Iraq will announce imminently a final victory in the nearly nine-month offensive to retake Mosul, a US general said Saturday, as celebrations broke out among police forces in areas they control.
The Islamic State group seized Mosul in a lightning offensive on June 10, 2014 before sweeping across much of the country’s Sunni Arab heartland and proclaiming a “caliphate” straddling Iraq and Syria.
The Iraqi forces launched their campaign to recapture Mosul in October, and since then IS has gone from holding the entire city to being trapped between security forces and the Tigris River on its western side.
Backed by a ferocious aerial bombing campaign by a US-led international coalition, the offensive has turned much of the city to rubble and forced tens of thousands of people to flee.
Diehard jihadists have been putting up fierce resistance in recent days, but their efforts to keep Iraqi troops from sealing what will be IS’s biggest defeat yet look to be coming to an end.
“An announcement is imminent,” Brigadier General Robert Sofge told AFP by phone.
“I don’t want to speculate if it’s today or tomorrow but I think it’s going to be very soon,” he added.
The jihadists that remain in Mosul are fighting to the death in a tiny area of just two blocks of the Old City next to the Tigris, Sofge said, and those that remain are “desperate”.
Some were trying to blend in with fleeing civilians by shaving their beards and changing their clothes, others were playing dead then detonating explosive vests as Iraqi forces close in.
Women have blown themselves up amid throngs of displaced civilians.
“They are doing as much damage as they can during these final moves,” Sofge said.
The battle for Mosul first began on October 17, 2016 and the fight grew tougher when Iraqi forces entered the warren of narrow alleys in densely populated Old City.
Slowing the advance toward the final holdouts, IS have placed booby traps and bombs in structures they occupied.
“The enemy has strung IEDs (improvised explosive devices) all over the place, in every place, in every closet, in one case under a crib,” said Sofge.
A final victory in Mosul would mark an epic milestone for the Iraqi security forces, who had crumbled in the face of an IS onslaught across Iraq in 2014.

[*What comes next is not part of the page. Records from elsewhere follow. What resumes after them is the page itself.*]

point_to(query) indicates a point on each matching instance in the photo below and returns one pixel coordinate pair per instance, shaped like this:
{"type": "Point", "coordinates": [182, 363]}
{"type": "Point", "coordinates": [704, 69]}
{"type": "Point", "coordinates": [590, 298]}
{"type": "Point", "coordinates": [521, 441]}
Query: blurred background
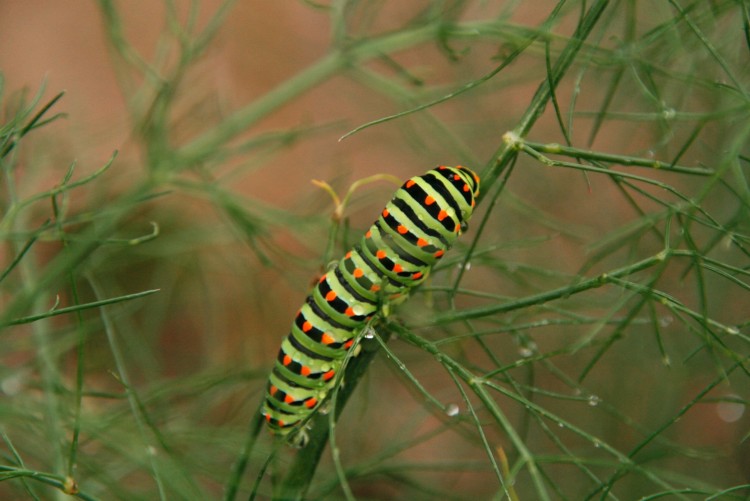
{"type": "Point", "coordinates": [222, 114]}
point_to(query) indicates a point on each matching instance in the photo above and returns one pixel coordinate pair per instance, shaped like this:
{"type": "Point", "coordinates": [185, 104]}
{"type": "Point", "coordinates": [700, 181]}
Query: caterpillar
{"type": "Point", "coordinates": [414, 230]}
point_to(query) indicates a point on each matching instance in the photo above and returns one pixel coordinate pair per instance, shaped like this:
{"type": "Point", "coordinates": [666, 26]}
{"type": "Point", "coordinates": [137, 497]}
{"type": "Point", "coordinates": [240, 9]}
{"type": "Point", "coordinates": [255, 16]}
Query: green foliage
{"type": "Point", "coordinates": [587, 339]}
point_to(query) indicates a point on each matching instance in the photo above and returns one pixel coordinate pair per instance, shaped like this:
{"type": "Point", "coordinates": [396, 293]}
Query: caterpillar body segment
{"type": "Point", "coordinates": [413, 232]}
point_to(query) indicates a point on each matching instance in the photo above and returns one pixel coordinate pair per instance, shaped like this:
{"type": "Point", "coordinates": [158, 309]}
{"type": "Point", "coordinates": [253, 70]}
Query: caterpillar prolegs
{"type": "Point", "coordinates": [413, 232]}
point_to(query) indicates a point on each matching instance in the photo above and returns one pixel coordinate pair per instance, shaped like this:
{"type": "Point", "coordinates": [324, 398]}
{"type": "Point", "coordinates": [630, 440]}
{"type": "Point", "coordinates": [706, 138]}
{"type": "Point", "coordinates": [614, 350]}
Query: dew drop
{"type": "Point", "coordinates": [525, 352]}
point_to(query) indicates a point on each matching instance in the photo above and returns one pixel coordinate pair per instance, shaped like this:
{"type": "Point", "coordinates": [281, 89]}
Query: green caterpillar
{"type": "Point", "coordinates": [415, 229]}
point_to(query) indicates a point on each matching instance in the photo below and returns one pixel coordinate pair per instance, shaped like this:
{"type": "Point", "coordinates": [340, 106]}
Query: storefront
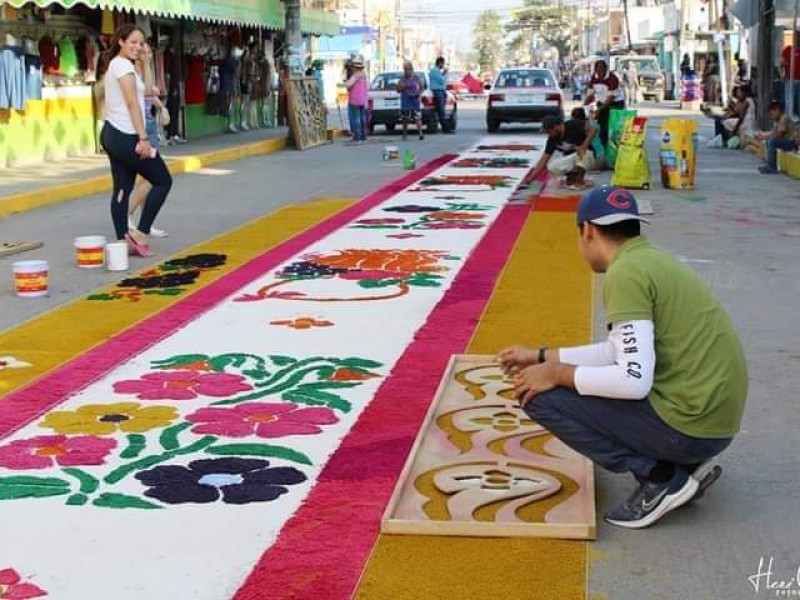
{"type": "Point", "coordinates": [214, 63]}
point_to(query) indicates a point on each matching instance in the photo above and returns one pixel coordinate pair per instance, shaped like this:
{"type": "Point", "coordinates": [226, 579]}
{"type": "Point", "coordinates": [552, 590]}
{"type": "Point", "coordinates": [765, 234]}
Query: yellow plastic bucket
{"type": "Point", "coordinates": [31, 278]}
{"type": "Point", "coordinates": [90, 251]}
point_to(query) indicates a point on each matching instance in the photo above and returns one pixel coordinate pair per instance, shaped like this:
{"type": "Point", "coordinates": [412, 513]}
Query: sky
{"type": "Point", "coordinates": [454, 19]}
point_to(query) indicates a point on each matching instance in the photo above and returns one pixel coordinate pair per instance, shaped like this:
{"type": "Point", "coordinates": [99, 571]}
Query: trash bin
{"type": "Point", "coordinates": [632, 169]}
{"type": "Point", "coordinates": [677, 153]}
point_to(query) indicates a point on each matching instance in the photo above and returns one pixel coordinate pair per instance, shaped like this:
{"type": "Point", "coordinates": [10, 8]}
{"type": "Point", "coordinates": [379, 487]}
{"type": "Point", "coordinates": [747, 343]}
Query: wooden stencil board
{"type": "Point", "coordinates": [307, 114]}
{"type": "Point", "coordinates": [481, 467]}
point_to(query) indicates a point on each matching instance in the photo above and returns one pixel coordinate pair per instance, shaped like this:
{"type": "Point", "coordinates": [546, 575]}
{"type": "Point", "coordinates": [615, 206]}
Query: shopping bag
{"type": "Point", "coordinates": [631, 169]}
{"type": "Point", "coordinates": [678, 151]}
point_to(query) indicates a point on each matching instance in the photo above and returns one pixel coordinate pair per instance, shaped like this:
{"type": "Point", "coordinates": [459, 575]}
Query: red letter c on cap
{"type": "Point", "coordinates": [620, 199]}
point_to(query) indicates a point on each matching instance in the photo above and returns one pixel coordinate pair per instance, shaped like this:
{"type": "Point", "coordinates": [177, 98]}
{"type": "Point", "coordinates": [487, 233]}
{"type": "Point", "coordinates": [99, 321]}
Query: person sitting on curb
{"type": "Point", "coordinates": [782, 137]}
{"type": "Point", "coordinates": [665, 393]}
{"type": "Point", "coordinates": [568, 149]}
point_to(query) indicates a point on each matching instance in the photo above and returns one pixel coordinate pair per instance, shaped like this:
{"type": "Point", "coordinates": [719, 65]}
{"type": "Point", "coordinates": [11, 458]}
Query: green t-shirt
{"type": "Point", "coordinates": [700, 379]}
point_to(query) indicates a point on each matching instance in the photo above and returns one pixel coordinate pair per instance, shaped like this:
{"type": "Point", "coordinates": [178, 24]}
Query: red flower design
{"type": "Point", "coordinates": [352, 375]}
{"type": "Point", "coordinates": [263, 419]}
{"type": "Point", "coordinates": [183, 385]}
{"type": "Point", "coordinates": [44, 451]}
{"type": "Point", "coordinates": [384, 221]}
{"type": "Point", "coordinates": [12, 587]}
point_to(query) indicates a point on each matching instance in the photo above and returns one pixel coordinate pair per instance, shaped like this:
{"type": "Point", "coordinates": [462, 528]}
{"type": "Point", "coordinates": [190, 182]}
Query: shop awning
{"type": "Point", "coordinates": [269, 14]}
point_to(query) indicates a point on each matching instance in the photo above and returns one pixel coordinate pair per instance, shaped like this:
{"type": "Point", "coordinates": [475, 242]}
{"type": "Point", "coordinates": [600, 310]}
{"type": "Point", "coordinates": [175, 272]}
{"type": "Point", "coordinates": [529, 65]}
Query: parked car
{"type": "Point", "coordinates": [455, 83]}
{"type": "Point", "coordinates": [651, 77]}
{"type": "Point", "coordinates": [384, 103]}
{"type": "Point", "coordinates": [523, 95]}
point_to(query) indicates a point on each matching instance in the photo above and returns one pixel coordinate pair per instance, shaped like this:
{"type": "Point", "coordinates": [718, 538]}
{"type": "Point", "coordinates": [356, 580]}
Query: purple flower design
{"type": "Point", "coordinates": [235, 480]}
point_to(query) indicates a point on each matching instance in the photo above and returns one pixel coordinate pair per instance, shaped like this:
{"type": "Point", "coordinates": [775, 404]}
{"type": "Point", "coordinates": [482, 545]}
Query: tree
{"type": "Point", "coordinates": [487, 35]}
{"type": "Point", "coordinates": [552, 23]}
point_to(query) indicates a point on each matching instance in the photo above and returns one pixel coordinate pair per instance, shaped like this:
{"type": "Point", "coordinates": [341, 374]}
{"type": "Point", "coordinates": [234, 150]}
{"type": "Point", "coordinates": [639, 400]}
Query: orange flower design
{"type": "Point", "coordinates": [303, 323]}
{"type": "Point", "coordinates": [397, 261]}
{"type": "Point", "coordinates": [345, 374]}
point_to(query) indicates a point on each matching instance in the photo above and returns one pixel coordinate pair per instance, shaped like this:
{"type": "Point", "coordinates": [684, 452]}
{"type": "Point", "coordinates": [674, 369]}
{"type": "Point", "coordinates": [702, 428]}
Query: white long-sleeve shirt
{"type": "Point", "coordinates": [620, 367]}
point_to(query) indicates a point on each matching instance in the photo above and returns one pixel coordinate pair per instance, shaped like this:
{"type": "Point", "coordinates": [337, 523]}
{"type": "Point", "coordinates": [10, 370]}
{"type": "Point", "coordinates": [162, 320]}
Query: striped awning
{"type": "Point", "coordinates": [269, 14]}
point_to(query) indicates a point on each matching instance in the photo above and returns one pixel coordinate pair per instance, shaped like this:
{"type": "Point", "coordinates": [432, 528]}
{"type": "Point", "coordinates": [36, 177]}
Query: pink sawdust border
{"type": "Point", "coordinates": [22, 406]}
{"type": "Point", "coordinates": [322, 550]}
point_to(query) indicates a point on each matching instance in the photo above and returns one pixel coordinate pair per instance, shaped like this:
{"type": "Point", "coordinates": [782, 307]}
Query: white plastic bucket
{"type": "Point", "coordinates": [90, 251]}
{"type": "Point", "coordinates": [31, 278]}
{"type": "Point", "coordinates": [117, 256]}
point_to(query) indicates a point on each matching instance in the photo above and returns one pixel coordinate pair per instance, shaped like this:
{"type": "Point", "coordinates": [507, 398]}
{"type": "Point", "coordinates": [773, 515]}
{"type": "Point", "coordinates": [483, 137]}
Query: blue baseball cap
{"type": "Point", "coordinates": [608, 204]}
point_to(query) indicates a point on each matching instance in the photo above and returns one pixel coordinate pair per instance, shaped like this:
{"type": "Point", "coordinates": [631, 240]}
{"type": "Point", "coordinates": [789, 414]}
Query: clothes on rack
{"type": "Point", "coordinates": [13, 88]}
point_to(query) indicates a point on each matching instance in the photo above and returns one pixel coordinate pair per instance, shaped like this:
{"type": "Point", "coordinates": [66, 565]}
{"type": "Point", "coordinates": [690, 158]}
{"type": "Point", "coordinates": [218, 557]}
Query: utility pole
{"type": "Point", "coordinates": [766, 59]}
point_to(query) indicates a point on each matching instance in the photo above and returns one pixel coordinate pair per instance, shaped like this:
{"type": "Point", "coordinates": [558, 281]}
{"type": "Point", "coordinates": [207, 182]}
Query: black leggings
{"type": "Point", "coordinates": [125, 165]}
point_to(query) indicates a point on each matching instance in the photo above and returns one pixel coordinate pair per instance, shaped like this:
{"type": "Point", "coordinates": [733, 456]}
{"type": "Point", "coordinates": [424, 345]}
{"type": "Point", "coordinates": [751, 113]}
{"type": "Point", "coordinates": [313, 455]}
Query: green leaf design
{"type": "Point", "coordinates": [359, 363]}
{"type": "Point", "coordinates": [89, 484]}
{"type": "Point", "coordinates": [179, 360]}
{"type": "Point", "coordinates": [169, 437]}
{"type": "Point", "coordinates": [136, 443]}
{"type": "Point", "coordinates": [112, 500]}
{"type": "Point", "coordinates": [370, 284]}
{"type": "Point", "coordinates": [266, 450]}
{"type": "Point", "coordinates": [77, 500]}
{"type": "Point", "coordinates": [24, 486]}
{"type": "Point", "coordinates": [165, 292]}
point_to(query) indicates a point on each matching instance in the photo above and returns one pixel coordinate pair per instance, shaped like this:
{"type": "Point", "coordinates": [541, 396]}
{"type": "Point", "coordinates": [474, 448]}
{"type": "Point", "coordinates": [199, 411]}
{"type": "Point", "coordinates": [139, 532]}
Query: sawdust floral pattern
{"type": "Point", "coordinates": [240, 447]}
{"type": "Point", "coordinates": [12, 587]}
{"type": "Point", "coordinates": [233, 480]}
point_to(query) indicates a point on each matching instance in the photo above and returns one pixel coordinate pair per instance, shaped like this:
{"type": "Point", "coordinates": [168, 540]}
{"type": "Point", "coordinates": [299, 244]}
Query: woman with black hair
{"type": "Point", "coordinates": [125, 140]}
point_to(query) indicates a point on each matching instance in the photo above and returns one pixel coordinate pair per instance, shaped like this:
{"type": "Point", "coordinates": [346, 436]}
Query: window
{"type": "Point", "coordinates": [525, 79]}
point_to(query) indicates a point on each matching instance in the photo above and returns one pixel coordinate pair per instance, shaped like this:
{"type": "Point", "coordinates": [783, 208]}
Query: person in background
{"type": "Point", "coordinates": [664, 394]}
{"type": "Point", "coordinates": [155, 115]}
{"type": "Point", "coordinates": [741, 120]}
{"type": "Point", "coordinates": [356, 85]}
{"type": "Point", "coordinates": [125, 140]}
{"type": "Point", "coordinates": [568, 149]}
{"type": "Point", "coordinates": [782, 137]}
{"type": "Point", "coordinates": [438, 81]}
{"type": "Point", "coordinates": [605, 90]}
{"type": "Point", "coordinates": [410, 88]}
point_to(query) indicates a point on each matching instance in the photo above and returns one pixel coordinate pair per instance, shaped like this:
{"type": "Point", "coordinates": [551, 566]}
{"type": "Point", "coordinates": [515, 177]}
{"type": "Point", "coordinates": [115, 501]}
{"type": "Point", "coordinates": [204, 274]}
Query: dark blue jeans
{"type": "Point", "coordinates": [358, 125]}
{"type": "Point", "coordinates": [440, 102]}
{"type": "Point", "coordinates": [620, 435]}
{"type": "Point", "coordinates": [775, 144]}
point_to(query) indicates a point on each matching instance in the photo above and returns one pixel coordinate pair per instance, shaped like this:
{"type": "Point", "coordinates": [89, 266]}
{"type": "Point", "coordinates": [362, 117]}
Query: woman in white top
{"type": "Point", "coordinates": [124, 138]}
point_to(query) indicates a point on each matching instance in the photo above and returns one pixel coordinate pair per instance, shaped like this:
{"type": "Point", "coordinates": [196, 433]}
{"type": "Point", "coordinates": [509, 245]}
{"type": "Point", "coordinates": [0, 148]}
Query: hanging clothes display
{"type": "Point", "coordinates": [13, 91]}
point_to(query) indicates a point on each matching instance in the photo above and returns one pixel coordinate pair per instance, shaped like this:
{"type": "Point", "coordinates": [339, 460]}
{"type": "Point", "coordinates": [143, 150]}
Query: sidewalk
{"type": "Point", "coordinates": [34, 186]}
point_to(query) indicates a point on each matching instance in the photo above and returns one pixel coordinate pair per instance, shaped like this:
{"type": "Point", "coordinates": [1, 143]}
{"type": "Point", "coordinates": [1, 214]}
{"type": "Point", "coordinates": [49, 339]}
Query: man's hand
{"type": "Point", "coordinates": [534, 380]}
{"type": "Point", "coordinates": [517, 357]}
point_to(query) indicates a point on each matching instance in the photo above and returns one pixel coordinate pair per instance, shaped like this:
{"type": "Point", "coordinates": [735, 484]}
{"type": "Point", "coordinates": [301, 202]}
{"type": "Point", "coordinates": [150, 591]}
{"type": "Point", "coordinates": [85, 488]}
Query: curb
{"type": "Point", "coordinates": [48, 196]}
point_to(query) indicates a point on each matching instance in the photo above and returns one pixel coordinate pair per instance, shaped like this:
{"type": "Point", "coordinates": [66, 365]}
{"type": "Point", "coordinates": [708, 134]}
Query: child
{"type": "Point", "coordinates": [410, 88]}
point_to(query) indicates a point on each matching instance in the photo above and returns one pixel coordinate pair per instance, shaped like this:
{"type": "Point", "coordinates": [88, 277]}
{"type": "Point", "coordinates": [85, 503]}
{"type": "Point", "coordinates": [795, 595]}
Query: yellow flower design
{"type": "Point", "coordinates": [104, 419]}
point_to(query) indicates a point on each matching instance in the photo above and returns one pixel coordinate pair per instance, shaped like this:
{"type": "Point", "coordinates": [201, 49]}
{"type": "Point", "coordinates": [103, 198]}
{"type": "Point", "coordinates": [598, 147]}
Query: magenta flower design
{"type": "Point", "coordinates": [13, 588]}
{"type": "Point", "coordinates": [266, 420]}
{"type": "Point", "coordinates": [44, 451]}
{"type": "Point", "coordinates": [183, 385]}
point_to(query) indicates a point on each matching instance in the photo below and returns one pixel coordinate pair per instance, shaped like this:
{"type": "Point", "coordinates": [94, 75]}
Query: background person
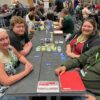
{"type": "Point", "coordinates": [9, 58]}
{"type": "Point", "coordinates": [84, 40]}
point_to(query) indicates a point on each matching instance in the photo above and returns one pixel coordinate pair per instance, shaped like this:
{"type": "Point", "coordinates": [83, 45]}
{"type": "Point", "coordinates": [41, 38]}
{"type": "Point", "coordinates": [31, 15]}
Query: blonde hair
{"type": "Point", "coordinates": [16, 20]}
{"type": "Point", "coordinates": [3, 30]}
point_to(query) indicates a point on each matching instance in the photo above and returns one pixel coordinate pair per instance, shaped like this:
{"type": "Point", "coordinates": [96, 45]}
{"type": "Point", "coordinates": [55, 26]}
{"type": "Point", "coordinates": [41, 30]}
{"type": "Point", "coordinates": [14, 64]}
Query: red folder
{"type": "Point", "coordinates": [71, 81]}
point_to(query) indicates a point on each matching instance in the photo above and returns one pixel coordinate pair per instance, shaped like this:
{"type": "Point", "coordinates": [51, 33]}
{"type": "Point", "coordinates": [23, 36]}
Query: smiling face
{"type": "Point", "coordinates": [87, 28]}
{"type": "Point", "coordinates": [19, 29]}
{"type": "Point", "coordinates": [4, 40]}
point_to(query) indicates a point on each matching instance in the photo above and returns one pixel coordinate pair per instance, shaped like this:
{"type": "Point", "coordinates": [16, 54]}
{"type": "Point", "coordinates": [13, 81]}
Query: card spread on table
{"type": "Point", "coordinates": [48, 86]}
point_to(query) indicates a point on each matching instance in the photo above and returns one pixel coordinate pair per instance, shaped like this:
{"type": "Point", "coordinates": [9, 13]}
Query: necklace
{"type": "Point", "coordinates": [81, 38]}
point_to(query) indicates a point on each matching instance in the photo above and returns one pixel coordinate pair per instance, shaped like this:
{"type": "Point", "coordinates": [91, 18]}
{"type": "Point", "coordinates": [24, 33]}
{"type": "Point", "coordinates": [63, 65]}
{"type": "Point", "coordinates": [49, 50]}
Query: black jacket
{"type": "Point", "coordinates": [93, 40]}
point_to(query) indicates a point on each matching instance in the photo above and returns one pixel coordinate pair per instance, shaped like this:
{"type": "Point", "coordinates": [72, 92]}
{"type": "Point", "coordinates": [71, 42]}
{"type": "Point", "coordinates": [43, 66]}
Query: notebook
{"type": "Point", "coordinates": [71, 81]}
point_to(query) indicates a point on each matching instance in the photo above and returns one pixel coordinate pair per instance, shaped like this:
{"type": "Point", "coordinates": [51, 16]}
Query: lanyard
{"type": "Point", "coordinates": [97, 59]}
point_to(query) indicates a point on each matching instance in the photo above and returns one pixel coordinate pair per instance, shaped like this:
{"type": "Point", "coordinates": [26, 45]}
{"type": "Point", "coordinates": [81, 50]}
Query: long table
{"type": "Point", "coordinates": [41, 72]}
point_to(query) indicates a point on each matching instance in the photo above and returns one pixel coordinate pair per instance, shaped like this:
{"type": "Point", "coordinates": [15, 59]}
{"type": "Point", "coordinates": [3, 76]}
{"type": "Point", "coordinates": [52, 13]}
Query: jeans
{"type": "Point", "coordinates": [14, 98]}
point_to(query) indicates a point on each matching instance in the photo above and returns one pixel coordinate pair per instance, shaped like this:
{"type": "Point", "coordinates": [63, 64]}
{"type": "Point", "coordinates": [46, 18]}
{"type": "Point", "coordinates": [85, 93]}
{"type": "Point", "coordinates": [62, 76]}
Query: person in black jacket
{"type": "Point", "coordinates": [59, 4]}
{"type": "Point", "coordinates": [19, 35]}
{"type": "Point", "coordinates": [84, 40]}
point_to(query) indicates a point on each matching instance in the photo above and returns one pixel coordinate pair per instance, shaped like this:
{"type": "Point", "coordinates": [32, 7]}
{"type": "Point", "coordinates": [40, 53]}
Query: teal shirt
{"type": "Point", "coordinates": [68, 24]}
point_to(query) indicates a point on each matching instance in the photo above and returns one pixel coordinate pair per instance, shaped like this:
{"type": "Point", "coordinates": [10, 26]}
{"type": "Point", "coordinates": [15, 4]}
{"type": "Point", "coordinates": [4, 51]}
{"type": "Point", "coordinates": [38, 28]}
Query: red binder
{"type": "Point", "coordinates": [71, 81]}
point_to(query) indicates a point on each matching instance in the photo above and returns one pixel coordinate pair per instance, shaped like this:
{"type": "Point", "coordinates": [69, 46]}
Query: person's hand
{"type": "Point", "coordinates": [90, 97]}
{"type": "Point", "coordinates": [60, 70]}
{"type": "Point", "coordinates": [29, 44]}
{"type": "Point", "coordinates": [28, 67]}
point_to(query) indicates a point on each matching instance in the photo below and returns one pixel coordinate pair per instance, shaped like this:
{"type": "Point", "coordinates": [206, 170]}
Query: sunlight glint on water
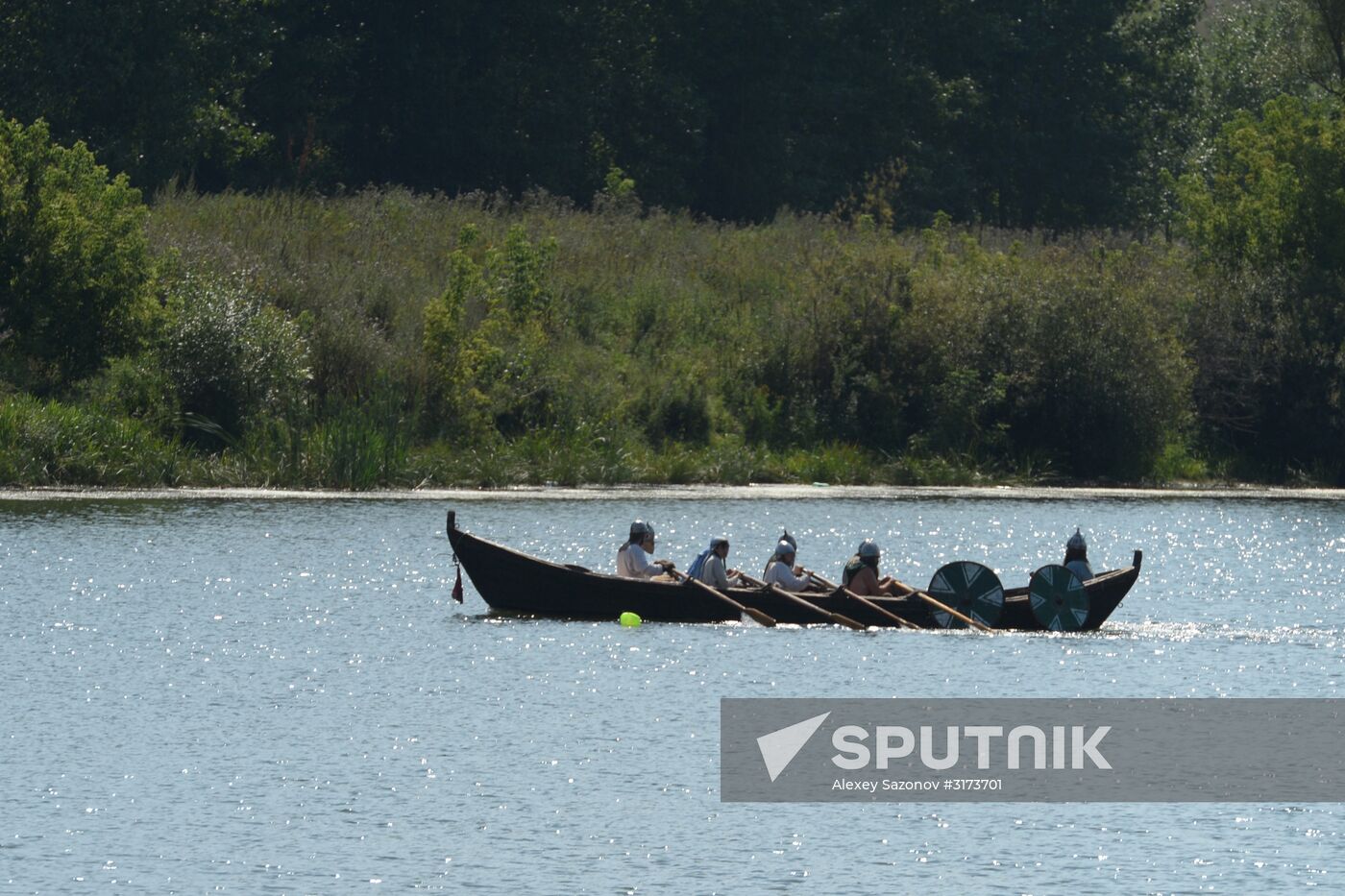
{"type": "Point", "coordinates": [279, 695]}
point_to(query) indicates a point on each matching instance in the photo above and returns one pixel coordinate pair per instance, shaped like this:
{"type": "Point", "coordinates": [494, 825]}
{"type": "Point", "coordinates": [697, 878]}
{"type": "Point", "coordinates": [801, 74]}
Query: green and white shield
{"type": "Point", "coordinates": [1059, 599]}
{"type": "Point", "coordinates": [971, 590]}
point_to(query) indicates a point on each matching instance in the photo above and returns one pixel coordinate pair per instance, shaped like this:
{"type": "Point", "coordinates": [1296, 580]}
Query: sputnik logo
{"type": "Point", "coordinates": [780, 747]}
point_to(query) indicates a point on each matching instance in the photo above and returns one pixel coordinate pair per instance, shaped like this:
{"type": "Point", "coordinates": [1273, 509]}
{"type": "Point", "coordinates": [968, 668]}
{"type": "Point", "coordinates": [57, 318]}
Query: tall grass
{"type": "Point", "coordinates": [658, 348]}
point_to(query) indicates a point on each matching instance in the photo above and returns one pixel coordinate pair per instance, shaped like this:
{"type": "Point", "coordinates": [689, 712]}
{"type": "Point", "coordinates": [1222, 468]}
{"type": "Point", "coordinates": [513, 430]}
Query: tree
{"type": "Point", "coordinates": [1270, 221]}
{"type": "Point", "coordinates": [74, 264]}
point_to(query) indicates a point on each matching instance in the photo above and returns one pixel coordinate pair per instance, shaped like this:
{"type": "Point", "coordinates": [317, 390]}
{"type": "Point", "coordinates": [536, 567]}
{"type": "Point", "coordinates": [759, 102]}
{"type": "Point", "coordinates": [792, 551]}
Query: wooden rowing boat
{"type": "Point", "coordinates": [515, 583]}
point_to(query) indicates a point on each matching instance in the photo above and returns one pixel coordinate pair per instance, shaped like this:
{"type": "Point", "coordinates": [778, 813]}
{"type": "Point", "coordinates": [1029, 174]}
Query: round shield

“They deserve every bit of a celebration and pride and sense of accomplishment that a military force can feel,” Sofge said, offering a “congratulations in advance in a great battle.”
“This fight in Mosul is not like anything modern militaries have done in our life time. You have to go back to World War II to find anything that’s even close.”
Iraqi Prime Minister Haider al-Abadi declared on Twitter late last month that “we are seeing the end of the fake (IS) state”.
That claim came after Iraqi forces retook what remained of Mosul’s Great Mosque of al-Nuri and the adjacent Al-Hadba (“The Hunchback”) minaret.
IS leader Abu Bakr al-Baghdadi declared himself “caliph” at the mosque in his only public appearance in 2014.
But IS blew the two landmarks up on June 22, in what Abadi said was “an official declaration of defeat”.
In Mosul on Saturday, jubilant Iraqi interior ministry forces — whose mission has been declared over — were seen flashing V-for-victory signs and posing for selfies in front of each other holding up IS’s notorious black flag upside down.
But others were not celebrating as the fighting continued, and distraught women and children emerged covered in dust and clutching what few belongings they could carry.
One group of jihadists tried to escape across the Tigris from west Mosul but were killed by the Iraqi forces, a senior commander said on Saturday.
“Some of them tried to cross to…. the far bank (of the river), but we have forces there,” said Staff Lieutenant General Abdulghani al-Assadi, a senior commander in Iraq’s elite Counter-Terrorism Service.
The jihadists wanted to go back, but security forces “fired on them and killed them,” he said, without specifying how many died.
Iraq’s Joint Operations Command said 35 IS members were killed and six captured when they tried to escape “the advance of our forces” in Mosul’s Old City.
The recapture of Mosul will not however mark the end of the threat posed by IS, which holds territory elsewhere in Iraq and is able to carry out frequent bombings in government-held areas.